Poem: Roadside Wildflowers by Austin Davis

Roadside Wildflowers

What matters more
than this day, all fields
and sky? You can be the DJ
and I’ll drive the getaway car.
Let’s leave this world

to focus on their suits
and their politics
until the gyre
we’ve become prisoners to
unwinds and the
scent of Arizona
pines is all we know.

Put your feet in my lap
and let your brown hair
stream out the open window,
piloting our flight. I’ll just sit here
and smile, noticing that your
hair is the quiet color
of earth after the rain.

It’s such a simple morning
in February, one that seems
more like spring.

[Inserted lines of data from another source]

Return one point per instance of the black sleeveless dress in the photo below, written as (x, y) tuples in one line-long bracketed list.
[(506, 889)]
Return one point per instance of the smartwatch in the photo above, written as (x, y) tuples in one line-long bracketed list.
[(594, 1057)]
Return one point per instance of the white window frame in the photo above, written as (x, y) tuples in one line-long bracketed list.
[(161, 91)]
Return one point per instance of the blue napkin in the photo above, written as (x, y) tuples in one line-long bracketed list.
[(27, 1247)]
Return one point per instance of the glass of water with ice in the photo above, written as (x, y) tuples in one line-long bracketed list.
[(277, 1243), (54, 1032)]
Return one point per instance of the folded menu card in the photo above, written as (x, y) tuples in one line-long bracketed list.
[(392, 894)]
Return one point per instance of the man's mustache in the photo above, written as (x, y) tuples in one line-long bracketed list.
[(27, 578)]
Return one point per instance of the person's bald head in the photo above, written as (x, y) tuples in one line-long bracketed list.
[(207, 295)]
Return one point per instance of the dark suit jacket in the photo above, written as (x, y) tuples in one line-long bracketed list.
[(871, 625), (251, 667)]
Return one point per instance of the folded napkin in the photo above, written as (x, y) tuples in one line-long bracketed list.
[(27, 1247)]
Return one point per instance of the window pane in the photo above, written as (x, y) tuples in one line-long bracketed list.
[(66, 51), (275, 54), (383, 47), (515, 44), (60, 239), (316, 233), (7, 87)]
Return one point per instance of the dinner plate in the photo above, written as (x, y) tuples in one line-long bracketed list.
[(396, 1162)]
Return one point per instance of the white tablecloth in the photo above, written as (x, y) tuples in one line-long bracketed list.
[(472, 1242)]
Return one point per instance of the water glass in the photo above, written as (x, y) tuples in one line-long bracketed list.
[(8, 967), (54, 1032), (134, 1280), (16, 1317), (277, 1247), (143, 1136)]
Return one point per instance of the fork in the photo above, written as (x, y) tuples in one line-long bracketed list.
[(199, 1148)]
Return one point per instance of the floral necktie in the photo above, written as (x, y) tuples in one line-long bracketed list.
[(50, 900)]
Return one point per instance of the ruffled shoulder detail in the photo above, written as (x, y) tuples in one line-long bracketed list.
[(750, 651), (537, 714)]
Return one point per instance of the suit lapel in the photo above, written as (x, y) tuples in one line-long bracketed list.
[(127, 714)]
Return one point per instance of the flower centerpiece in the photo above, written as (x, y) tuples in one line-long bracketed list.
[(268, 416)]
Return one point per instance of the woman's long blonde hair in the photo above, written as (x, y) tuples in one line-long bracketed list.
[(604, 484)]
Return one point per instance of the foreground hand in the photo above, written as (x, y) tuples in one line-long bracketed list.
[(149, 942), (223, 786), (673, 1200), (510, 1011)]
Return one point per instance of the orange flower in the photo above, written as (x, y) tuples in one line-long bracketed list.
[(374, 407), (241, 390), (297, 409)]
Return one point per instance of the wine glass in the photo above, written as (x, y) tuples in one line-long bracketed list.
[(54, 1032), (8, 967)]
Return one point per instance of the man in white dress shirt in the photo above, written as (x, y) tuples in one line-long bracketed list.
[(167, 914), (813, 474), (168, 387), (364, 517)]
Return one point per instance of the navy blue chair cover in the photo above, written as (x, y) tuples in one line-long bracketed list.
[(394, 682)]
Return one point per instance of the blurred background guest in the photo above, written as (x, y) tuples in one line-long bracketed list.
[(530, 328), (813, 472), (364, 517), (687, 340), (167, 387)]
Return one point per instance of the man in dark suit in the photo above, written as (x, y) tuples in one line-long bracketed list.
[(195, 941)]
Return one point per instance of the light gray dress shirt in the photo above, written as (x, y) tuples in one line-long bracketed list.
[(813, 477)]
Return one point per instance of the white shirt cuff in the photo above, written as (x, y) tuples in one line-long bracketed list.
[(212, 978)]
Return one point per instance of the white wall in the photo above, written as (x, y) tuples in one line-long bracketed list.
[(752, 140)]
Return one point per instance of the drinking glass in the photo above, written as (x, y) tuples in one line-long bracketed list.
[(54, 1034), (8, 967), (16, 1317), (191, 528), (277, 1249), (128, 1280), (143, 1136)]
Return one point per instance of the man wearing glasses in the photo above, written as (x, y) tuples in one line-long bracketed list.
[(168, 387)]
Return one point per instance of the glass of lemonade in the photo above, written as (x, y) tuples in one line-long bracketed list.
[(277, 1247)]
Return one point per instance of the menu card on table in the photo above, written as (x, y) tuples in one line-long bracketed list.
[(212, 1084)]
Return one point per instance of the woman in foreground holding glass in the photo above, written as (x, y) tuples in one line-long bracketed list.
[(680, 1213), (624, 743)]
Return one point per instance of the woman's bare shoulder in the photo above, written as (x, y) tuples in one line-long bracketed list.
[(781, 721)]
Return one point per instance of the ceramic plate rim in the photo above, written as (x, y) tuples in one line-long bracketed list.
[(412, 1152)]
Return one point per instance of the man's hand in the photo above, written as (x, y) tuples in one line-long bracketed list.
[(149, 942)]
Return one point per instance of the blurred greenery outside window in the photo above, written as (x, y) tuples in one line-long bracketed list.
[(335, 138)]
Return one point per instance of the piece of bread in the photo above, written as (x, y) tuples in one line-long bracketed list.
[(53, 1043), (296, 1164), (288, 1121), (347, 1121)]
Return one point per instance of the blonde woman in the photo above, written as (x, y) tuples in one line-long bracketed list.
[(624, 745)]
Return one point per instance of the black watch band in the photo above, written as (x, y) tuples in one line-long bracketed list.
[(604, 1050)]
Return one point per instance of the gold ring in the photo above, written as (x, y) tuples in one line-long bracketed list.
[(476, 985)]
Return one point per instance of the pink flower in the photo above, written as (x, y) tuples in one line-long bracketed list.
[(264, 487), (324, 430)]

Let’s set
our phones face down in the grass
and listen for the patch of roadside
wildflowers whispering
their delicate riddles into the wind.

With so many distractions,
what could really be more important
than those blushing pinks and
reds, setting fire to the roads
of a world that has nearly forgotten
whether the moon’s a balloon or not?


Austin Davis is a poet, writer, and spoken word artist from Mesa, Arizona. Austin’s poetry has been widely published in literary journals and magazines, both in print and online. Most recently, Austin’s work can be found in Pif Magazine, Ink in Thirds, Folded Word, The Poetry Shed, In Between Hangovers, One Sentence Poems, and Tuck Magazine. Austin’s first chapbook, “The Moon and Her Ocean,” was published in 2017 by Fowlpox Press. “Cloudy Days, Still Nights,” Austin’s first full length book of poetry, was published in May 2018 from Moran Press.